At 11:43 a.m. on Jan. 9, the Lompoc Fire Department was in the 2000 block of North H St. checking on black smoke they had seen earlier. While there, they discovered a white female adult actively giving birth with the assistance of the child’s father. The fire department contacted them while they formulated a plan to rescue the trio, as they were surrounded by water flowing through the riverbed.
“The fire department’s Engine 52 and Rescue 51 responded with Medic 7, and Medic 134 to reports of persons trapped in the river bottom. Crews responded to the 2000 block of North H, to find multiple persons trapped by rapidly moving water,” Fire Chief Brian Fallon told the News-Press in an email. “One victim was a pregnant female in active labor. Prior to the arrival of the fire department, the victim had given birth. The fire department arranged a rope system in order to safely bring the victims to shore, using a pendulum system. Complicating some of the rescue efforts were victims attempting to self-rescue. Due to the quick intervention of the Lompoc fire department efforts were made to safely affect the rescue.”

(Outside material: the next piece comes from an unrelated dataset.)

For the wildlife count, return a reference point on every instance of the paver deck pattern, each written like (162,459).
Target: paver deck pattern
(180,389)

“The mother and child were transported by American Medical Response (AMR) and Medic 134 to the emergency department for further care. Lompoc fire crews are trained for these types of incidents. Due to the extensive hours of training in urban search and rescue training, Lompoc firefighters were equipped to mitigate the incident and affect the rescue. Urban search and rescue training involves rope systems management, confined space, search and rescue, and other technical rescues that are above and beyond the basic firefighters’ training. These skills are trained upon and honed by the Lompoc City Fire department for such occasions as these,” said Chief Fallon.
“This was not ideal for either the couple and baby or our emergency responders. Both the sheriff’s department and our local police department had spent time and resources to notify those residing in the riverbed that it was dangerous to remain in the riverbed with the oncoming storms and expected flooding. No one should have been residing in the river bed. It is unfortunate that the county had not invested the time and money to address the issue of those living in the river bed prior to this series of storms. I appreciate our firefighters’ quick response and the safe resolution to a dangerous situation,” said Mayor Osborne.